Em 1580 o país estava nas mãos de Espanha, embora apenas fosse aclamado como tal em 1581. Espanha investia na Terceira precisamente porque Angra era o centro do poder régio que advinda da sua centralidade no arquipélago, do seu natural porto de abrigo; ilustra-o a magnitude do Castelo de São João Batista, a fortaleza do Monte Brasil, que servia para manter esse controlo: interessava a Espanha a centralidade geopolítica devido à fortuna das rotas marítimas. Nessa altura a Terceira era já uma ilha-república com poderes de governação central, razão para D. António encontrar guarida na ilha com a ajuda dos ingleses e franceses, e em 1582 foi criada a Casa da Moeda e cunhada a primeira moeda com um açor o que era já uma marca distintiva da unidade do arquipélago. A história é conhecida. Na década de 1580, e dois documentos, do mesmo período, são centrais na interpretação do sentimento autonómico. Os dois são feitos por carta do corregedor Cipriano de Figueiredo, então Governador Geral dos Açores, e em convénio com os seus pares. Uma é dirigida à Câmara de Ponta Delgada: «uma mulher mesmo pouco séria não se entrega sem ser requestada», e outra ao rei estrangeiro: «antes morrer livres que em paz sujeitos”.

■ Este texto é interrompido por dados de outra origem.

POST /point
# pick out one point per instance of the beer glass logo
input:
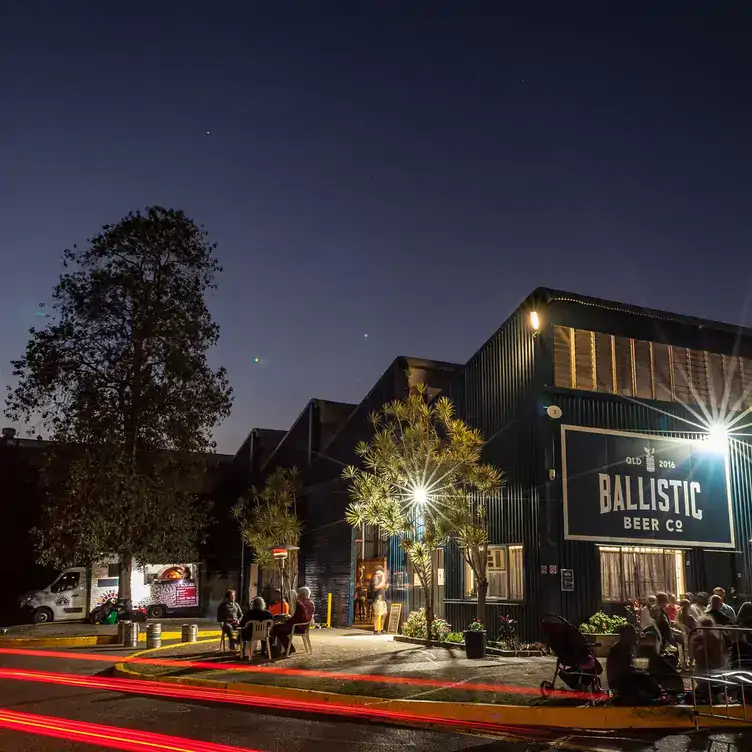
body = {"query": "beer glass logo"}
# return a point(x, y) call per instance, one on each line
point(649, 459)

A 1.ª carta era contra a divisão do arquipélago, pois S. Miguel ao dar conhecimento ao rei estrangeiro que aceitava, com Stª. Maria, o seu poder régio contra a fação de D. António, abandonava as restantes ilhas à sua sorte. E isso era crucial para a defesa da Terceira porque caindo esta, as restantes cairiam por natureza. Esta carta tem de ser lida no contexto de então, no sentido estrito da história; mas não só: ela também constitui uma ideia que se transforma ao longo dos séculos, porque são estes elementos que se vão perpetuando nos anos e séculos e que traduzem depois uma história geral e a tessitura do que somos agora. Se somos o que comemos ontem, de igual sorte somos o que fomos no início das nossas vidas de ilhéus. Se, como aconteceu nos trabalhos preparatórios da Constituição de 1822, tivéssemos sido classificados como ilhas ultramarinas que tinham um regime jurídico muito diferente das ilhas açorianas e madeirenses (ver “As Regiões Insulares nas Primeiras Constituições Portuguesas…») – o que seríamos hoje?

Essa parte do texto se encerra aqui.